Moodily, the child walked down the aisle toward the doors. A stewardess smiled at him and rumpled his hair as he passed her, but Duncan, typically, would ask nothing. He got to the end of the aisle and glared back at Garp; Garp waved to him, impatiently. Duncan shrugged his shoulders, helplessly. Which door?
Exasperated, Garp stood up. "Try one!" he shouted down the aisle to Duncan, and people looked at Duncan standing there. Duncan was embarrassed and opened a door immediately--the one nearest him. He gave a quick, surprised, but uncritical look back to his father before he seemed to be drawn through the door he'd opened. The door slammed itself after Duncan. The stewardess screamed. The plane gave a little dip in altitude, then corrected itself. Everyone looked out the windows; some people fainted, some threw up. Garp ran down the aisle, but the pilot and another official-looking person prevented Garp from opening the door.

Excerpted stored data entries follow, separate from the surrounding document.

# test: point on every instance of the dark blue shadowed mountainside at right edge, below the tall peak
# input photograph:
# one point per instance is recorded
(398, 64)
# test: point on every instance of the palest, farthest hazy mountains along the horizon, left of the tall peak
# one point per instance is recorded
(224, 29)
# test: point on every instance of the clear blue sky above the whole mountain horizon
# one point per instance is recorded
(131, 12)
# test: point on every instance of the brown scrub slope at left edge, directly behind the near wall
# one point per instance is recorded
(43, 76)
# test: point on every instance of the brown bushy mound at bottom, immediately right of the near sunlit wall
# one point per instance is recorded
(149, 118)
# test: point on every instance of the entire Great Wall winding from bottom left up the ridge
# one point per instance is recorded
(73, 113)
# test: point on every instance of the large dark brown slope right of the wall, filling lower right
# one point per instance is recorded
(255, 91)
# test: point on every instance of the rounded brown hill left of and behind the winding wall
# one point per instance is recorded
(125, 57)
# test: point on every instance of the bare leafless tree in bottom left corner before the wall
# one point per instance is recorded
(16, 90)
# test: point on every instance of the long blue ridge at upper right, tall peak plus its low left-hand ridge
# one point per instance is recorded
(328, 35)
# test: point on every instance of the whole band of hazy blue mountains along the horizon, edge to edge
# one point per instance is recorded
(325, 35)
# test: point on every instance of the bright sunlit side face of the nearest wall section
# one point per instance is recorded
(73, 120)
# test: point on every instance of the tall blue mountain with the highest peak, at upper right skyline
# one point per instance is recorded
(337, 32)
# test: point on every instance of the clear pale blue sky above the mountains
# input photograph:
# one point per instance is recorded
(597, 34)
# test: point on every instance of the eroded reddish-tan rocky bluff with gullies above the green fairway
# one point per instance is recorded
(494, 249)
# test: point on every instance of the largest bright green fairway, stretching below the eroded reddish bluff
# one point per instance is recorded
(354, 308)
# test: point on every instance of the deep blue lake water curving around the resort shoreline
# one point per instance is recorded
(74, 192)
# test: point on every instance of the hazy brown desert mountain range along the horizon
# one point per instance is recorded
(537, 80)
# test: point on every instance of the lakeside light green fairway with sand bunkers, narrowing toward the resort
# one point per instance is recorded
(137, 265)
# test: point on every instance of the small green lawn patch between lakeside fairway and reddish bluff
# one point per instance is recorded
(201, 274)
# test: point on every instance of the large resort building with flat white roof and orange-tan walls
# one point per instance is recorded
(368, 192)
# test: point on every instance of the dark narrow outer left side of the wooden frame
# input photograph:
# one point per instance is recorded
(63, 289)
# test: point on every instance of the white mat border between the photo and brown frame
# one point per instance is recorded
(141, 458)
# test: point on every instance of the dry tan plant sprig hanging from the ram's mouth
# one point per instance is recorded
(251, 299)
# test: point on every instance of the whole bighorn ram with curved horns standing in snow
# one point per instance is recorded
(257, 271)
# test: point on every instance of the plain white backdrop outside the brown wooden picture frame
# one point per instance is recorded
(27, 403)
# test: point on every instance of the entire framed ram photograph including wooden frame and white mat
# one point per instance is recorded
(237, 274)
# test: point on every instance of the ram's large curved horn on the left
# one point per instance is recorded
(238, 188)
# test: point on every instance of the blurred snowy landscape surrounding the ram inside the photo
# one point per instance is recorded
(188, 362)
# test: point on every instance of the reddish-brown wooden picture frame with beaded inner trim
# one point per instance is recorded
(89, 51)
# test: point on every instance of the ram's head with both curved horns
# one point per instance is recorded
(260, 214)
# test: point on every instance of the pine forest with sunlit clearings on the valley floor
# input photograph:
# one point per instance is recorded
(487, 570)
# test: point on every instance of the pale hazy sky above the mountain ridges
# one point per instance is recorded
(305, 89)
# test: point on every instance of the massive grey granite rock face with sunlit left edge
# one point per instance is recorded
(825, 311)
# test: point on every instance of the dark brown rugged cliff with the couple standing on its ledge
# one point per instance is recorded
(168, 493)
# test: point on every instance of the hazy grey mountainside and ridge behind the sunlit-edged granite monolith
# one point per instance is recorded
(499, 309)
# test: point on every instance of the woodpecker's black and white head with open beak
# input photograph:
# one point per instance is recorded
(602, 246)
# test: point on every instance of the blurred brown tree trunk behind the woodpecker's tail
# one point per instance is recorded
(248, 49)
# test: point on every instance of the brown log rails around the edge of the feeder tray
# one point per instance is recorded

"It should always be kept locked, you stupid bitch!" the pilot shouted to the sobbing stewardess.
"I thought it was locked!" she wailed.
"Where's it go?" Garp cried. "God, where's it go?" He saw that nothing was written on any of the doors.
"I'm sorry, sir," the pilot said. "It couldn't be helped." But Garp shoved past him, he bent a plainclothesman against the back of a seat, he smacked the stewardess out of the aisle. When he opened the door, Garp saw that it went outside--into the rushing sky--and before he could cry aloud for Duncan, Garp was sucked through the open door and into the heavens, where he hurtled after his son.